Most Cubans here saw the visit as well-choreographed spin control. Yet while many think political change in Cuba has begun, few believe that even Castro's death will lead to an overnight about face in the government or more than four decades of tempestuous U.S.-Cuba relations.

Writer and Cuban exile Norberto Fuentes, once a confidant of Raul Castro, believes the most significant moment in Cuban politics has already occurred with the handoff of power. But he warned that after Castro's death, the world should not expect mass chaos there, as Cuba's leaders ``have long planned for this moment.''

Even the most dogged anti-Castro Cubans who fled the island shortly after the revolution now say that change there is no longer tied to Fidel Castro.

``If Fidel dies or doesn't die, it's immaterial. It's the end of the system that we are looking for,'' said business leader Remedios Diaz Oliver, a board member of the hardline Cuban Lberty Council.

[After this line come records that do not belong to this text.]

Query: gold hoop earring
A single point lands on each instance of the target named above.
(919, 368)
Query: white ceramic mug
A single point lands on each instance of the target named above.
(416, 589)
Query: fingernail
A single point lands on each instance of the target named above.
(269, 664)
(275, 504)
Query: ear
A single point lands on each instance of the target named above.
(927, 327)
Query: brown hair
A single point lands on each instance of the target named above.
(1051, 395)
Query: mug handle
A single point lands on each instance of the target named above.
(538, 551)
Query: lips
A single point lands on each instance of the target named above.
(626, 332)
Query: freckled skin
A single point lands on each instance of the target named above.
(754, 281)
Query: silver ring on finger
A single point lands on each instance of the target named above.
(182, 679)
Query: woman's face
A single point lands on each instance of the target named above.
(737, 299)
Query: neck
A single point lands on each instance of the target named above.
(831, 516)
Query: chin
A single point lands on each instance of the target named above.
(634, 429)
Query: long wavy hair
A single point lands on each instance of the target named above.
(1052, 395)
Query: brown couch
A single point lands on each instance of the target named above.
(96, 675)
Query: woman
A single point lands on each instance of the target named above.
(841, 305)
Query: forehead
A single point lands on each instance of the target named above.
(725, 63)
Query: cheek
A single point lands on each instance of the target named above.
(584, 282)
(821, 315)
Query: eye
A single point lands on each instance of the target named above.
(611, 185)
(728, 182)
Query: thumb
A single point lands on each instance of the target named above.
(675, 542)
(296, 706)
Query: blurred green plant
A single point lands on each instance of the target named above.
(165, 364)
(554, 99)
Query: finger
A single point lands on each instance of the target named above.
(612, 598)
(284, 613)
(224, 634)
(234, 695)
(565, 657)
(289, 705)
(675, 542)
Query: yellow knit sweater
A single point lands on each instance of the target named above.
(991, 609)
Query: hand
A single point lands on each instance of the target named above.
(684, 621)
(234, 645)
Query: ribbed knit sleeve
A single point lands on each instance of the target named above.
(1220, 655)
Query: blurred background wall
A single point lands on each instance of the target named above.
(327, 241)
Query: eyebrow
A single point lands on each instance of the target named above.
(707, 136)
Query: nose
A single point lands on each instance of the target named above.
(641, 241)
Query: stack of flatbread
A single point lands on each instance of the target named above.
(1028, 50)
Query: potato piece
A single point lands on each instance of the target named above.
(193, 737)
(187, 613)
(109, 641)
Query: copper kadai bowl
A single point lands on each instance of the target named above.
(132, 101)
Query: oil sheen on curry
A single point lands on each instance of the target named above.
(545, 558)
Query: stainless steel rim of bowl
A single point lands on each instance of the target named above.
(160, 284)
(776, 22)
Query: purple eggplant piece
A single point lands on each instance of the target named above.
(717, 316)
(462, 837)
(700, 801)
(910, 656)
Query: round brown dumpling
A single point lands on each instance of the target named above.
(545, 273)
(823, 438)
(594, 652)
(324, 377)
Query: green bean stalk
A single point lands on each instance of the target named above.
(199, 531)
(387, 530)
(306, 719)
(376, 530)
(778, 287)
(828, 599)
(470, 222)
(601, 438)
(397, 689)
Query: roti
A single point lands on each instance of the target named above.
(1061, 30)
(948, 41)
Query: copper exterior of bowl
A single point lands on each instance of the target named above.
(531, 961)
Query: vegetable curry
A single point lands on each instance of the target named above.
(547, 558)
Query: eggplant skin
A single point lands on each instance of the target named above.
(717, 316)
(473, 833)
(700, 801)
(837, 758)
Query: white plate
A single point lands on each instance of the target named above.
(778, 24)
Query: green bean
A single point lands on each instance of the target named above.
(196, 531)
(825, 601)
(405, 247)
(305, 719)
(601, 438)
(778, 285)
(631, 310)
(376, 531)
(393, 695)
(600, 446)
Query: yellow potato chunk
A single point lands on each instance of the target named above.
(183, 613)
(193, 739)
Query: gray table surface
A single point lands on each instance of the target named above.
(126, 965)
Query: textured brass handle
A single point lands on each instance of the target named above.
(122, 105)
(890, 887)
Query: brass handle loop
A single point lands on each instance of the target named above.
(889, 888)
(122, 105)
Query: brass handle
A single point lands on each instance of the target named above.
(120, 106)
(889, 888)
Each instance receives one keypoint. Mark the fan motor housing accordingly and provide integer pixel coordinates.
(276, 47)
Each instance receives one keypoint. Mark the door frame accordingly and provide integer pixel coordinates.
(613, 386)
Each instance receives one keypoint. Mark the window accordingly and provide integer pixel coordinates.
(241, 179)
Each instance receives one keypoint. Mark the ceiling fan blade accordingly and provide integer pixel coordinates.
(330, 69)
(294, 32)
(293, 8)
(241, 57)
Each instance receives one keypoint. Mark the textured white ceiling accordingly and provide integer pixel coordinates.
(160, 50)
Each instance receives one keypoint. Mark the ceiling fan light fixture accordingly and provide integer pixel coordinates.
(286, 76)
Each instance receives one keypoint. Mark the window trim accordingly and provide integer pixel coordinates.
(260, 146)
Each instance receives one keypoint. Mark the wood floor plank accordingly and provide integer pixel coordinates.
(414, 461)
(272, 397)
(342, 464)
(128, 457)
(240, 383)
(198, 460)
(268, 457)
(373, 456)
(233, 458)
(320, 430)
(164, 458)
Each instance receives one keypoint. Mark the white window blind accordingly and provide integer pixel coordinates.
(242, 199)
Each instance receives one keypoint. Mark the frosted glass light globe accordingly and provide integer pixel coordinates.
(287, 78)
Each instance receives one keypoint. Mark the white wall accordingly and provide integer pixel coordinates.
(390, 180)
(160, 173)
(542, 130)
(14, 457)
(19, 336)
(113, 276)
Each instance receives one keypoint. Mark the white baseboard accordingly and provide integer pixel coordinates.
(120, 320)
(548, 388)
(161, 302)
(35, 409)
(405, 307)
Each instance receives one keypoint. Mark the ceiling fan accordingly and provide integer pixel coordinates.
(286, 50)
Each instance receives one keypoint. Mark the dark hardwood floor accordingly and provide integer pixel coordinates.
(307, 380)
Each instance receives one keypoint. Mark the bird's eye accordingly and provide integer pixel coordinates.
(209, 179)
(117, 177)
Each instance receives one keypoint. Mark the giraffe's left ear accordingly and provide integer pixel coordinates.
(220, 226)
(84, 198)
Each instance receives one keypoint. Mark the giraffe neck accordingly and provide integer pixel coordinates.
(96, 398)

Carmen Rodriguez, 53, who came to the U.S. a decade ago and recently visited relatives in Matanzas, Cuba, is also only cautiously optimistic.

``Yes things may ease a bit,'' she said, ``but you've still got the same people surrounding Raul, the same people in power.''

And even though people in Miami talk frequently about Castro's health and the changes to come, ``in Cuba, life continues the same and nobody talks about it,'' she said.